RFM Segmentation with SQL & Python

2026-04-25 Data Analysis 4 min read

SQL Python

RFM is the most practical way to group customers by behavior. It uses three numbers from each customer's transactions to sort them into segments. No survey, no guessing — just what they actually did.

This notebook covers two versions: - License plate version — for parking data with no membership system - Member ID version — for businesses with an app or registered accounts (more accurate)

All examples use parking system tables: parking_history, payment_history, and member_vehicles (the app membership table).

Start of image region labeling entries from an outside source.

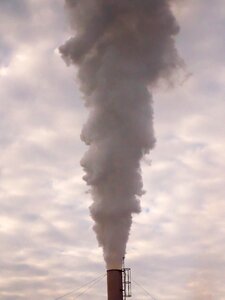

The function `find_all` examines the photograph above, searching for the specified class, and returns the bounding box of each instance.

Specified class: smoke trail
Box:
[60,0,180,268]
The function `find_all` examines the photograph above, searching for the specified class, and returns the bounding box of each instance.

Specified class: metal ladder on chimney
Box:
[122,258,132,300]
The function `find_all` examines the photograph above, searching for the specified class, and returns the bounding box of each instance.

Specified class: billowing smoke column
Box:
[59,0,180,269]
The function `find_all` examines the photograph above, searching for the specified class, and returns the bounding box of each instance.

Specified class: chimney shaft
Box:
[107,269,123,300]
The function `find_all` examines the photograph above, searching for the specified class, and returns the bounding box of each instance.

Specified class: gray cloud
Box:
[0,0,225,300]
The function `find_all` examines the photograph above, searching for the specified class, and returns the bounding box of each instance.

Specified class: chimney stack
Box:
[107,269,123,300]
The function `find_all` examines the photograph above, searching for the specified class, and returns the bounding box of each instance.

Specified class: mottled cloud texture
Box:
[0,0,225,300]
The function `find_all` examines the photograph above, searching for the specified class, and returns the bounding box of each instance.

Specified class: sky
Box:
[0,0,225,300]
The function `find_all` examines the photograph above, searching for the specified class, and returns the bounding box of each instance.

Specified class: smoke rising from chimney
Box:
[59,0,181,268]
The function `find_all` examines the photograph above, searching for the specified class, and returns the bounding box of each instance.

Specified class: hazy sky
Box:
[0,0,225,300]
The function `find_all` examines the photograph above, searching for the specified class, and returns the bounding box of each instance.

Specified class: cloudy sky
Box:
[0,0,225,300]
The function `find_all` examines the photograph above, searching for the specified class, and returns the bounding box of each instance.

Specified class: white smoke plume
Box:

See SQL Patterns for Analysts & Interviews for the building blocks used here, and Pandas Cheat Sheet for Data Analysts for the Python data work.

What is RFM?

Metric	Question	Parking definition
Recency (R)	How recently did this customer pay?	Days since last paid parking session
Frequency (F)	How often do they pay?	Number of paid sessions in the analysis window
Monetary (M)	How much have they spent?	Total amount paid in the analysis window

A customer who parked yesterday (R=high), parks 3 times a week (F=high), and spends a lot (M=high) is your most valuable group. A customer who used to park often but stopped three months ago is a churn risk worth targeting.

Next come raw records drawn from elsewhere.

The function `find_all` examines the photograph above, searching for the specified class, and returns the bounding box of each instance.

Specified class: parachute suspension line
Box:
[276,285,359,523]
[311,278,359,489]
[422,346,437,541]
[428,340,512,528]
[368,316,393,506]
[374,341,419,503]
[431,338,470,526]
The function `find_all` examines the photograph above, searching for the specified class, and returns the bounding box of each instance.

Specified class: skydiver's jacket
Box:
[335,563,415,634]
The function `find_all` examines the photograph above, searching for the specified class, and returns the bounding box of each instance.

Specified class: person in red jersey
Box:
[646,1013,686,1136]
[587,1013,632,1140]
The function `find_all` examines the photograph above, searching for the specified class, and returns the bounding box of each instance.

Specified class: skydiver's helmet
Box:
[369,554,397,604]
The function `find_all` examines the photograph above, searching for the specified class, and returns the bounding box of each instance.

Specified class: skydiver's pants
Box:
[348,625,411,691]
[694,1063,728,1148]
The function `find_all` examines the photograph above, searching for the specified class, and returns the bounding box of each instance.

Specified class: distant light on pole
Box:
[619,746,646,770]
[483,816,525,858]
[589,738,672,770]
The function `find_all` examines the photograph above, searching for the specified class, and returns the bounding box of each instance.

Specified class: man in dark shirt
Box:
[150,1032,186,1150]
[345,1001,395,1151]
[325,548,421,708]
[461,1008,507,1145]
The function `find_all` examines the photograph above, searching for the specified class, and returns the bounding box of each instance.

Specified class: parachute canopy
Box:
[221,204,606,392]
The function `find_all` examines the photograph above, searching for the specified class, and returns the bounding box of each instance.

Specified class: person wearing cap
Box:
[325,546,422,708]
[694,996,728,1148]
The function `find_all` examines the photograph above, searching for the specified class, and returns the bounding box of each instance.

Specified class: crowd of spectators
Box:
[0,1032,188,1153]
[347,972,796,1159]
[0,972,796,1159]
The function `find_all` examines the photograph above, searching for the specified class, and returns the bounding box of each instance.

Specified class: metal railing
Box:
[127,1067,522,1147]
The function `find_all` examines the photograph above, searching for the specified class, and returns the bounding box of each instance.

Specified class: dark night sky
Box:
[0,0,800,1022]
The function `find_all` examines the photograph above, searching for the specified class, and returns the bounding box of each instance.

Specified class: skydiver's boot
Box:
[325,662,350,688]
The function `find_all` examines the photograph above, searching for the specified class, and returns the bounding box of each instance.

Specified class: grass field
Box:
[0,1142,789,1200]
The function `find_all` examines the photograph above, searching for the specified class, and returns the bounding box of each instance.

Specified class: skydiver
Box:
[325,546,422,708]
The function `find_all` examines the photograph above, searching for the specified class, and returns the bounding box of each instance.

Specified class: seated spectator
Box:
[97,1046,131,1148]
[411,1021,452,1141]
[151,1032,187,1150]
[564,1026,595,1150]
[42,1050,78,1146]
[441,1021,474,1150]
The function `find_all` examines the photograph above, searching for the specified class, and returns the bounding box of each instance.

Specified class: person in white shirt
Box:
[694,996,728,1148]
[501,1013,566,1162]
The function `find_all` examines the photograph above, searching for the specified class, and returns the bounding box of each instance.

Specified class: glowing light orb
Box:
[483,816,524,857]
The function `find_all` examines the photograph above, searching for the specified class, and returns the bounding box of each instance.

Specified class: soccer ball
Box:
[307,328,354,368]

Version 1 — License Plate Based

Use this when there is no membership system. Each license plate counts as one customer.

Step 1 — Calculate Raw RFM Metrics in SQL

-- analysis window: last 12 months
-- reference date: today (or a fixed reporting date)
WITH paid_sessions AS (
    SELECT
        ph.license_plate,
        ph.parking_id,
        pay.paid_time,
        pay.amount_received
    FROM parking_history ph
    JOIN payment_history pay ON ph.parking_id = pay.parking_id
    WHERE pay.paid_time >= DATE_SUB(CURDATE(), INTERVAL 12 MONTH)
)
SELECT
    license_plate,
    DATEDIFF(CURDATE(), MAX(paid_time))   AS recency_days,
    COUNT(*)                              AS frequency,
    SUM(amount_received)                  AS monetary
FROM paid_sessions
GROUP BY license_plate;

Step 2 — Score Each Metric (1 to 5)

Give each metric a score from 1 to 5 with NTILE(5). Score 5 = best.

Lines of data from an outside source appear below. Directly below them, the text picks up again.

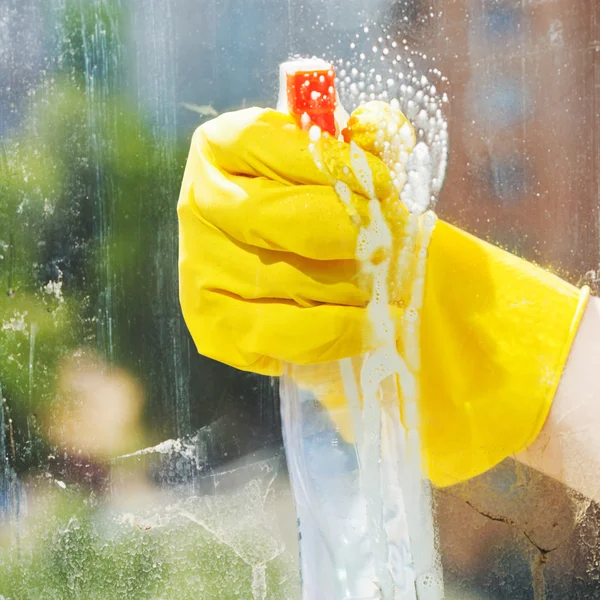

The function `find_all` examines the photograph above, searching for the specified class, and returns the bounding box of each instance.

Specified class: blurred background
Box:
[0,0,600,600]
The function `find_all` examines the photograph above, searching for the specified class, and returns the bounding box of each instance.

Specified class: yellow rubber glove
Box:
[178,109,588,485]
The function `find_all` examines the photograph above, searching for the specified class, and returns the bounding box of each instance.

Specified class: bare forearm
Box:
[517,298,600,501]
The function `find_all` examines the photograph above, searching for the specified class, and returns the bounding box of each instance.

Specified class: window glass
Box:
[0,0,600,600]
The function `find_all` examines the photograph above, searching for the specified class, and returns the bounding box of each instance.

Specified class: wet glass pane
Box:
[0,0,600,600]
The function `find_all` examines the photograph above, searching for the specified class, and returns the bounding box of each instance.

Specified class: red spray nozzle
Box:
[279,59,337,135]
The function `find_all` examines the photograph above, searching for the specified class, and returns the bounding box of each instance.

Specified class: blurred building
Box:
[420,0,600,282]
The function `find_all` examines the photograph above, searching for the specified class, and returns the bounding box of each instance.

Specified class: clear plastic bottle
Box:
[278,60,443,600]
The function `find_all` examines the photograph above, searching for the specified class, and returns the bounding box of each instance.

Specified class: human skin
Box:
[517,297,600,500]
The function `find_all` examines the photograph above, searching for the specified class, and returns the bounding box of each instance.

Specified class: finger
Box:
[195,108,394,199]
[179,198,369,307]
[182,282,399,375]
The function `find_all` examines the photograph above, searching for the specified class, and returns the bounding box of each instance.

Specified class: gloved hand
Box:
[178,109,588,485]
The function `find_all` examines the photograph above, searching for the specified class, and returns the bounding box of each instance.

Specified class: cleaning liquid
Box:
[278,60,443,600]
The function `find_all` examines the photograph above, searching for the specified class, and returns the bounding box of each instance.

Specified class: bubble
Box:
[308,125,321,142]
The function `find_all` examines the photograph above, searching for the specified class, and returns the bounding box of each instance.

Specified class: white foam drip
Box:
[335,119,443,600]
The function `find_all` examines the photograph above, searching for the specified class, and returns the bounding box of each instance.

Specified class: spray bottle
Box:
[278,59,443,600]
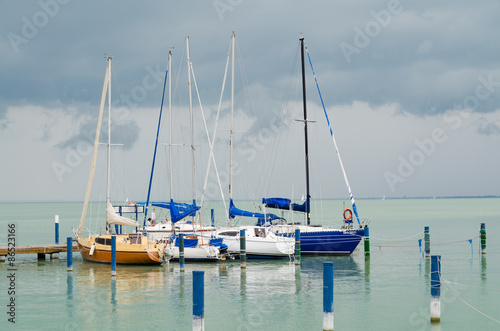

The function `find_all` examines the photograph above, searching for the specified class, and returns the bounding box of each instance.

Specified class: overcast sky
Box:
[0,0,500,201]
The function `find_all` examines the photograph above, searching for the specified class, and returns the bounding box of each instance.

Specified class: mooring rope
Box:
[370,236,479,247]
[441,283,500,324]
[442,280,500,292]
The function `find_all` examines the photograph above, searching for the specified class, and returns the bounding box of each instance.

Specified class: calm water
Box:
[0,199,500,330]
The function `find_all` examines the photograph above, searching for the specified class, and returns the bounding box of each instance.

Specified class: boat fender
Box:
[344,208,352,220]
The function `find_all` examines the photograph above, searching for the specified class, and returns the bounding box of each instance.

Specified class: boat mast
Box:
[229,32,236,205]
[168,51,173,199]
[186,36,196,203]
[300,38,311,225]
[106,56,112,219]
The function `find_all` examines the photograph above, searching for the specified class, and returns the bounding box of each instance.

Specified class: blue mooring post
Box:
[295,229,300,265]
[431,255,441,322]
[193,270,205,331]
[424,226,431,257]
[364,226,370,261]
[179,233,184,272]
[323,262,333,331]
[111,236,116,276]
[54,215,59,244]
[480,223,486,254]
[240,229,247,269]
[66,237,73,271]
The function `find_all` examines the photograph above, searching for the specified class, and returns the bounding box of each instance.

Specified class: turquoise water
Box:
[0,199,500,330]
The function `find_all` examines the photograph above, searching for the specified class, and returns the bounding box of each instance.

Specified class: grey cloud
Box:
[477,117,500,136]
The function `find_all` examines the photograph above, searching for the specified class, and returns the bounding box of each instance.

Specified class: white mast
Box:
[229,32,235,200]
[167,51,173,199]
[186,36,196,205]
[106,56,112,222]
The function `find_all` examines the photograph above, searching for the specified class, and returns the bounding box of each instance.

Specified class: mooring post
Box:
[193,270,205,331]
[480,223,486,254]
[54,215,59,244]
[295,229,300,265]
[424,226,431,257]
[364,226,370,261]
[431,255,441,322]
[240,229,247,269]
[66,237,73,271]
[323,262,333,331]
[179,233,184,272]
[111,236,116,276]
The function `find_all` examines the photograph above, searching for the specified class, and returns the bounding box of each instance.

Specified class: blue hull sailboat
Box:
[262,38,365,255]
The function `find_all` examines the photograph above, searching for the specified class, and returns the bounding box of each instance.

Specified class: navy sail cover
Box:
[262,197,310,213]
[229,200,281,221]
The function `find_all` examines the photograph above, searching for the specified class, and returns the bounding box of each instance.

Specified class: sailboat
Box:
[139,37,224,261]
[209,32,295,258]
[76,57,169,264]
[262,38,365,255]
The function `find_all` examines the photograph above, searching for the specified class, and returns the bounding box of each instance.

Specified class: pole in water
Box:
[54,215,59,244]
[193,270,205,331]
[323,262,333,331]
[295,229,300,265]
[111,236,116,276]
[480,223,486,254]
[179,233,184,272]
[66,237,73,271]
[364,226,370,261]
[424,226,431,257]
[431,255,441,322]
[240,229,247,268]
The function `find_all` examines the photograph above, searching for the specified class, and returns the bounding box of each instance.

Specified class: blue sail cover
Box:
[229,199,281,221]
[141,200,201,223]
[262,196,311,213]
[170,234,198,247]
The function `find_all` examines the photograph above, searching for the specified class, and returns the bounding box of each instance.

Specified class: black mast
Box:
[300,38,311,225]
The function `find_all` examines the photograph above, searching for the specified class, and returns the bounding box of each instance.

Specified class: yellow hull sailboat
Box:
[76,57,171,264]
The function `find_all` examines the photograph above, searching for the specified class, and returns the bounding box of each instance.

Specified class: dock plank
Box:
[0,243,78,256]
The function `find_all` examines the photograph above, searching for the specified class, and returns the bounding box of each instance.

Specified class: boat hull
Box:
[274,226,364,255]
[77,236,163,264]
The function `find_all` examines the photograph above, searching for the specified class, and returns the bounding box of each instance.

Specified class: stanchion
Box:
[193,270,205,331]
[66,237,73,271]
[295,229,300,265]
[111,236,116,276]
[424,226,431,257]
[431,255,441,322]
[323,262,333,331]
[240,229,247,269]
[364,226,370,261]
[179,233,184,272]
[480,223,486,254]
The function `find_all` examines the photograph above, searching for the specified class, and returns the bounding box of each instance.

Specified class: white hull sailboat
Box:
[140,41,221,261]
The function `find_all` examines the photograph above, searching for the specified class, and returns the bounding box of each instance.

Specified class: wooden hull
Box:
[77,236,163,264]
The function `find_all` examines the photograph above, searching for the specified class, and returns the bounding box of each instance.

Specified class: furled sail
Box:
[262,198,310,213]
[106,202,139,227]
[229,200,281,221]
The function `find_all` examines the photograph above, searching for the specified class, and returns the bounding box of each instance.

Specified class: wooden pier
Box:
[0,243,78,260]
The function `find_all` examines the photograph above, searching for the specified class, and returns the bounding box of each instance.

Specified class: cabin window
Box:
[255,228,266,238]
[219,231,238,237]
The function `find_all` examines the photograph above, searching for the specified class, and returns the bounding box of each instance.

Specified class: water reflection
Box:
[481,255,488,282]
[365,260,370,293]
[66,272,74,318]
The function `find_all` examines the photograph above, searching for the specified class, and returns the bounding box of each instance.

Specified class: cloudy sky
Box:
[0,0,500,201]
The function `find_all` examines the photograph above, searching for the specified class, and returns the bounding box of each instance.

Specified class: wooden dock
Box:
[0,243,78,260]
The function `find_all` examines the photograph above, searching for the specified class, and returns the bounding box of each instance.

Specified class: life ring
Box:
[343,208,352,220]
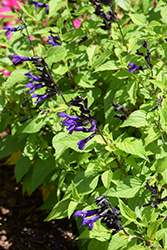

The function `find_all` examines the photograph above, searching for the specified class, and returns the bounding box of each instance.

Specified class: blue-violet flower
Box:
[30,1,49,15]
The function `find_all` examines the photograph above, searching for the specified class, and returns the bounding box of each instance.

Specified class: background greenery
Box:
[0,0,167,250]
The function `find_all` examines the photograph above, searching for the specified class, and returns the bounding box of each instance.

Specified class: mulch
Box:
[0,165,78,250]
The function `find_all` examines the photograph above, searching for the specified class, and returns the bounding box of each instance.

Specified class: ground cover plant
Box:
[0,0,167,250]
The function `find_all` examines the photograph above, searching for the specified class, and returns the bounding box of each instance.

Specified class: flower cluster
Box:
[143,181,167,208]
[128,41,153,72]
[73,195,122,235]
[58,96,97,150]
[111,102,131,121]
[3,22,25,36]
[48,30,61,46]
[89,0,117,30]
[12,55,60,103]
[152,95,166,110]
[30,1,49,15]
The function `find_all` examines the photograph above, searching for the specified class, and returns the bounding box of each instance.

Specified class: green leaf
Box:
[151,156,167,173]
[159,108,167,125]
[116,137,149,161]
[88,239,109,250]
[19,113,48,134]
[14,156,31,183]
[68,201,78,219]
[45,197,71,221]
[46,46,67,67]
[53,131,94,153]
[129,14,147,26]
[101,170,113,189]
[86,45,99,65]
[71,180,81,200]
[120,110,148,128]
[156,228,167,241]
[0,135,18,159]
[147,218,165,240]
[145,127,161,146]
[91,51,111,69]
[108,176,142,198]
[67,171,99,196]
[119,199,137,222]
[47,0,66,18]
[107,234,128,250]
[3,69,28,89]
[95,61,121,72]
[74,73,96,88]
[161,6,167,23]
[31,156,55,193]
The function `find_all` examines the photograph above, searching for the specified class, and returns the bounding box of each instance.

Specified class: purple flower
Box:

Recency: fewer days = better → score 5 for the most recent customers
Frequency: higher count = better → score 5 for the most frequent customers
Monetary: higher spend = better → score 5 for the highest spenders

WITH paid_sessions AS (
    SELECT ph.license_plate, pay.paid_time, pay.amount_received
    FROM parking_history ph
    JOIN payment_history pay ON ph.parking_id = pay.parking_id
    WHERE pay.paid_time >= DATE_SUB(CURDATE(), INTERVAL 12 MONTH)
),
rfm_raw AS (
    SELECT
        license_plate,
        DATEDIFF(CURDATE(), MAX(paid_time)) AS recency_days,
        COUNT(*)                            AS frequency,
        SUM(amount_received)                AS monetary
    FROM paid_sessions
    GROUP BY license_plate
)
SELECT
    license_plate,
    recency_days,
    frequency,
    monetary,
    -- recency: fewer days = better = score 5
    6 - NTILE(5) OVER (ORDER BY recency_days ASC)  AS r_score,
    NTILE(5) OVER (ORDER BY frequency ASC)          AS f_score,
    NTILE(5) OVER (ORDER BY monetary ASC)           AS m_score
FROM rfm_raw;

Step 3 — Assign Segments

WITH rfm_scored AS (
    -- ... (previous CTE) ...
)
SELECT
    license_plate,
    r_score, f_score, m_score,
    CONCAT(r_score, f_score, m_score) AS rfm_code,
    CASE
        WHEN r_score >= 4 AND f_score >= 4             THEN 'Champions'
        WHEN r_score >= 3 AND f_score >= 3             THEN 'Loyal'
        WHEN r_score >= 4 AND f_score <= 2             THEN 'New Customers'
        WHEN r_score <= 2 AND f_score >= 3             THEN 'At Risk'
        WHEN r_score <= 2 AND f_score <= 2             THEN 'Lost'
        ELSE                                                'Potential Loyalists'
    END AS segment
FROM rfm_scored;

Version 2 — Member ID Based (APP Users)

When customers sign up through an app, one person can own several license plates. Use member_id as the customer key — it follows the person, not the car.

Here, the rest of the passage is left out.